| Lleyton Hewitt after beating Paradorn Srichaphan at Flushing Meadow on Thursday. The Aussie won 4-6, 6-2, 6-4, 6-2. (Reuters)
New York: Lleyton Hewitt expressed disbelief at the circumstances behind his fourth-round win over Thai Paradorn Srichaphan on Thursday.
The Australian sixth seed, who captured the Flushing Meadow title in 2001, beat Paradorn 4-6, 6-2, 6-4, 6-2 to set up a quarter final meeting with third seed Juan Carlos Ferrero.
It was Hewitt who eventually shrugged off an impromptu court change earlier on Thursday, when organisers switched their rain-hit encounter to court 11 from the Grandstand showcourt.
The Grandstand court had a problem with water seepage, leaving pools of water over the surface, which would not clear.
“I’ve never had (a court change mid-match) happen to me,” said Hewitt, who was trailing Paradorn 4-3 when they resumed on Thursday.
“Not only at a Grand Slam but even at a local junior country tournament back in Australia. We went to warm-up on Grandstand this morning and there was water coming out of the court...It was incredible, I’ve never seen anything like it.

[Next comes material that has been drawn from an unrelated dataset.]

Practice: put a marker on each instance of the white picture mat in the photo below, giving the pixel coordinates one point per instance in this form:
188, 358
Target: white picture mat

“It was like playing on ice. There was no way Paradorn or I was going to go out there. Anyone would have risked injury.”
The rain delays left Hewitt having to play four matches in four days to win the title.
In contrast, Americans Andre Agassi and Andy Roddick managed to reach the last eight on Tuesday and Wednesday, respectively, giving them extra rest.

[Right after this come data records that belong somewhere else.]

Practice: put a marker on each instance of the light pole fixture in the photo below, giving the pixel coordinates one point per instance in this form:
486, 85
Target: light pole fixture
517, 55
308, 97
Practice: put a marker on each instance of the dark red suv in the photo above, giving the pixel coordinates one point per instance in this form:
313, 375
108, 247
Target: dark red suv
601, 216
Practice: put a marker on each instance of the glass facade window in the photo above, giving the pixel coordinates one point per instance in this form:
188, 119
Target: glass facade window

Hewitt laughed off suggestions that the USTA wanted to help their players ahead of others but added: “It is going to be tough to win four matches in a row. So maybe there is a disadvantage in that respect. But I felt I went up a gear against Paradorn and it gives me confidence. I need to improve still but I have good memories of playing here over the years and I believe I’m good enough to win (again).”
Hewitt has now reached four quarter finals here in each of the last four years.

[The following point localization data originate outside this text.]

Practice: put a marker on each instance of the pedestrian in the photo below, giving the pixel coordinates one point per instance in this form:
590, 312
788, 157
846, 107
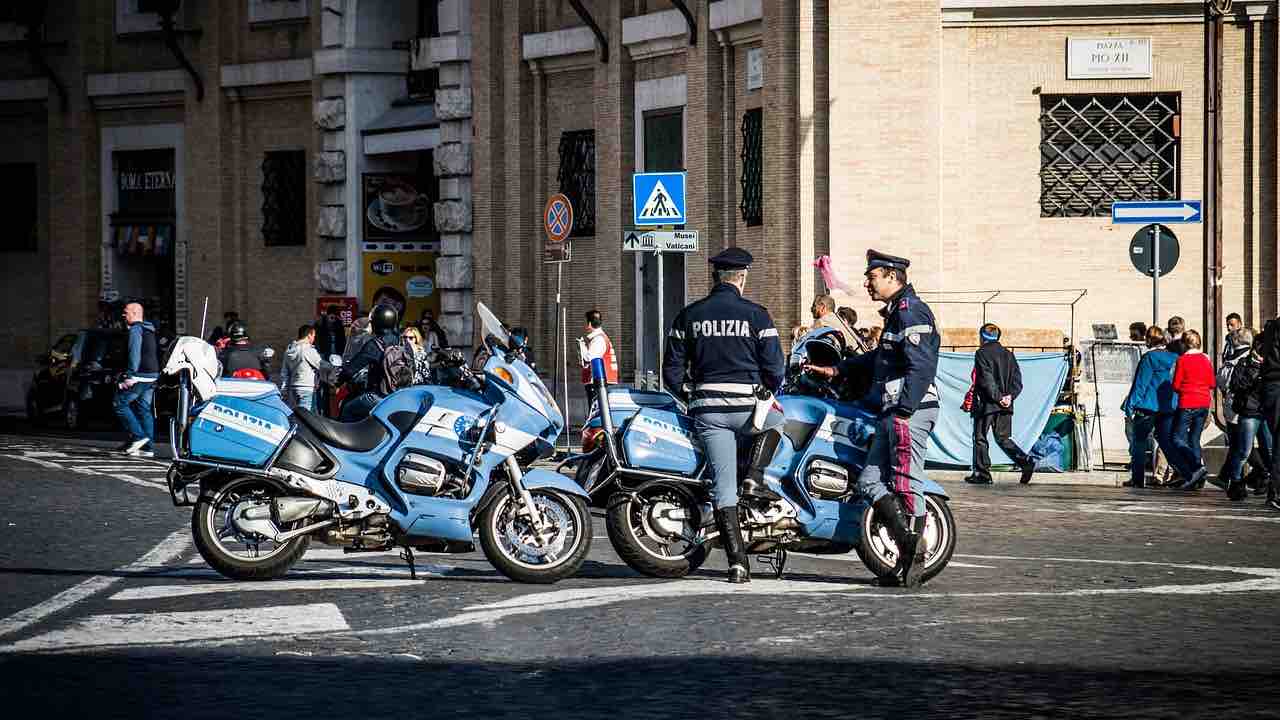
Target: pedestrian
1194, 383
433, 335
330, 333
1269, 390
823, 310
301, 369
595, 345
1234, 323
135, 393
412, 337
727, 349
1174, 332
1246, 404
997, 383
1151, 405
241, 355
366, 370
904, 368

Meanwhile, Michael Chang finally got his farewell tribute at the US Open. The ceremony was postponed twice by persistent rain that delayed the tournament this week. When the skies cleared, he was honoured at Centre Court on Thursday night.
The youngest man ever to win a US Open match and the youngest Grand Slam champion in history gave the fans one more trademark fist pump and received a standing ovation.
Chang ended his career with one last match at the Open last week, one day after the USTA honoured Pete Sampras with a Centre Court ceremony.
He was introduced to the crowd at the Arthur Ashe Stadium one final time by Davis Cup captain Patrick McEnroe.